7-195/196/1941 - Hz. Ebû Hüreyre (radıyallâhu anh) anlatıyor: "Resûlullah (aleyhissalâtu vesselâm) buyurdular ki: "Allah'ın, yollarda dolaşıp zikredenleri araştıran melekleri vardır. Allahu Teâlâ'yı zikreden bir cemaate rastlarlarsa,  birbirlerini "Aradığınıza gelin!" diye çağırırlar. (Hepsi gelip) onları kanatlarıyla kuşatarak dünya semasına kadar arayı doldururlar. Allah, -onları en iyi bilen olduğu halde- meleklere sorar:"Kullarım ne diyorlar?""Seni tesbih ediyorlar, sana tekbir okuyorlar, sana tahmid okuyorlar. Sana ta'zim (temcîd) ediyorlar" derler. Rabb Teâlâ sormaya devam eder:"Onlar beni gördüler mi?""Hayır!" derler."Ya görselerdi ne yaparlardı?""Eğer seni görselerdi ibâdette çok daha ileri giderler; çok daha fazla ta'zim, çok daha fazla tesbihde bulunurlardı" derler. Allah tekrar sorar:"Onlar ne istiyorlar?""Senden, derler, cennet istiyorlar.""Cenneti gördüler mi?" der."Hayır ey Rabbimiz!" derler."Ya görselerdi ne yaparlardı?" der."Eğer görselerdi, derler, cennet için daha çok hırs gösterirler, onu daha ısrarla isterler, ona daha çok rağbet gösterirlerdi." Allah Teâla sormaya devam eder:"Neden istiâze ediyorlar?""Cehennemden istiâze ediyorlar" derler."Onu gördüler mi?" der."Hayır Rabbimiz, görmediler!" derler."Ya görselerdi ne yaparlardı?" der."Eğer cehennemi görselerdi ondan daha şiddetli kaçarlar, daha şiddetli korkarlardı" derler. Bunun üzerini Rabb Teâla şunu söyler:"Sizi şâhid kılıyorum, onları affettim!"Resûlullah (aleyhissalâtu vesselâm) sözüne devamla şunu anlattı: "Onlardan bir melek der ki: "Bunların arasında falanca günahkâr kul dahi var.

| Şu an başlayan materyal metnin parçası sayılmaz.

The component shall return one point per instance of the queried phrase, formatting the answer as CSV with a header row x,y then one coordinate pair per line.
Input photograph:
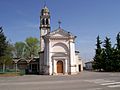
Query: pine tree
x,y
5,51
108,55
97,64
3,43
117,53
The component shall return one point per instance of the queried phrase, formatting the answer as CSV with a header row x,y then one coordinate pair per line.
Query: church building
x,y
57,49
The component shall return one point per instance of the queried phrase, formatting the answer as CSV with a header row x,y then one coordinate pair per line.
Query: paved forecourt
x,y
82,81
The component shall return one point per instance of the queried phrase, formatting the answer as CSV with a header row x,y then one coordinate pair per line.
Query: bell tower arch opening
x,y
44,25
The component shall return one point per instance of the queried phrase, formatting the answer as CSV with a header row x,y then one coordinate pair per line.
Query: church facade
x,y
57,49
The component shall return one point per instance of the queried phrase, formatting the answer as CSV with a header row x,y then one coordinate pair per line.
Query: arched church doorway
x,y
59,67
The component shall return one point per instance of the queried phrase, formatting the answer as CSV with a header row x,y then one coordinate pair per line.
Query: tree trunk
x,y
3,67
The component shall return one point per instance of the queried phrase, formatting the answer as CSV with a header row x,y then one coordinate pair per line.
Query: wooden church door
x,y
59,67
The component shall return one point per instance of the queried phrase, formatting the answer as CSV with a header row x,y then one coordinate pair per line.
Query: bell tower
x,y
44,25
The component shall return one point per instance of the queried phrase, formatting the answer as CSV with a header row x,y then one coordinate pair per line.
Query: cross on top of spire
x,y
59,22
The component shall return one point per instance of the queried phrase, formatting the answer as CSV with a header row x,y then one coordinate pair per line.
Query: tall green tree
x,y
97,64
3,42
5,51
108,55
19,49
117,53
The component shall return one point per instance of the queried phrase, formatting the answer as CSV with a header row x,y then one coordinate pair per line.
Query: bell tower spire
x,y
44,25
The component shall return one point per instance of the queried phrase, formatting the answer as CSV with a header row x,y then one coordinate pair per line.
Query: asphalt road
x,y
82,81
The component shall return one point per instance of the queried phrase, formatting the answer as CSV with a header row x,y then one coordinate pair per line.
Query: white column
x,y
66,67
72,57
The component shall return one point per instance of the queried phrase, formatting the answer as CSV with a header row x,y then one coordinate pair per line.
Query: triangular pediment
x,y
59,33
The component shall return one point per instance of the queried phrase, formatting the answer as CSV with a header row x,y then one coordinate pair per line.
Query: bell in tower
x,y
44,25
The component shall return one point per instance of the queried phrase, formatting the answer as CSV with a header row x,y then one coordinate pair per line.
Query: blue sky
x,y
84,18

Bu onlardan değil. O başka bir maksadla uğramıştı, oturuverdi." Allah Teâla: "Onu da affettim, onlar öyle bir cemaat ki onlarla oturanlar da onlar sayesinde bedbaht olmazlar" buyurur."

7-198/1942 - Yine Ebû Hüreyre (radıyallâhu anh) anlatıyor: "Resûlullah (aleyhissalâtu vesselâm) buyurdular ki: "Kim bir yere oturur ve orada Allah'ı zikretmez (ve hiç zikretmeden kalkar) ise Allah'tan ona bir noksanlık vardır. Kim bir yere yatar, orada Allah'ı zikretmezse, ona Allah'tan bir noksanlık vardır. Kim bir müddet yürür ve bu esnâda Allah'ı zikretmezse, Allah'tan ona bir noksanlık vardır."

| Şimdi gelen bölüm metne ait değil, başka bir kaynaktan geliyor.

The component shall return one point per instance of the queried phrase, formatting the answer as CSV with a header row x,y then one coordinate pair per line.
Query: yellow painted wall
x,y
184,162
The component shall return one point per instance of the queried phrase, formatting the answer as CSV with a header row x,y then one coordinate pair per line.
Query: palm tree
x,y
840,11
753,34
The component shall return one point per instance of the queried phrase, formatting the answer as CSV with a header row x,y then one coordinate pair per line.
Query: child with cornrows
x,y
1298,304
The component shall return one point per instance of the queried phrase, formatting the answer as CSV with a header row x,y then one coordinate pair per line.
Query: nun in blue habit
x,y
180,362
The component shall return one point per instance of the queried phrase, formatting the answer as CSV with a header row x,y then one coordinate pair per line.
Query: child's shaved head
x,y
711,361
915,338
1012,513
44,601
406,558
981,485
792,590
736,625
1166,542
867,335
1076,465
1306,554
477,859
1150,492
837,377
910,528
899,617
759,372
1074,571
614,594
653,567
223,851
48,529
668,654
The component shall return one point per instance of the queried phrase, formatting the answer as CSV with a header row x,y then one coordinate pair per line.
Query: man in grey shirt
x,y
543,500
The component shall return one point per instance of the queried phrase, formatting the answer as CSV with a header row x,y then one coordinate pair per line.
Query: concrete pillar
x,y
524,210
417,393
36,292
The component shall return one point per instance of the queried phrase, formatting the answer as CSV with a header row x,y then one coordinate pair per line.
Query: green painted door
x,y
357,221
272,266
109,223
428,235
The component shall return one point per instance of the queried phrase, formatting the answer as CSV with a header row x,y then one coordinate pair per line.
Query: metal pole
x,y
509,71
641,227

7-200/1944 - Hz. Ebû Musâ (radıyallâhu anh) anlatıyor: "Resûlullah (aleyhissalâtu vesselâm) buyurdular ki: "İçerisinde Allah zikredilen evlerin misali ile içerisinde Allah zikredilmeyen evlerin misâli, diri ile ölünün misali gibidir."

7-201/1945 - Hz. Ebû Hüreyre'nin rivâyetinde şöyle gelmiştir: "Resûlullah (aleyhissalâtu vesselâm) buyurdular ki: "Allah Teâla hazretleri diyor ki: "Kulum, hakkımda nasıl bir zan yürütürse ben öyleyimdir. O, beni zikredince ben onunla beraberim. O beni içinden geçirirse, ben de onu içimden geçiririm. O, beni bir cemaat içerisinde anarsa, ben de onu, onunkinden daha hayırlı bir cemaatte anarım. O, bana bir karış yaklaşırsa ben ona bir arşın yaklaşırım. O bana bir arşın yaklaşırsa, ben ona bir kulaç yaklaşırım. O bana yürüyerek gelirse ben ona koşarak giderim."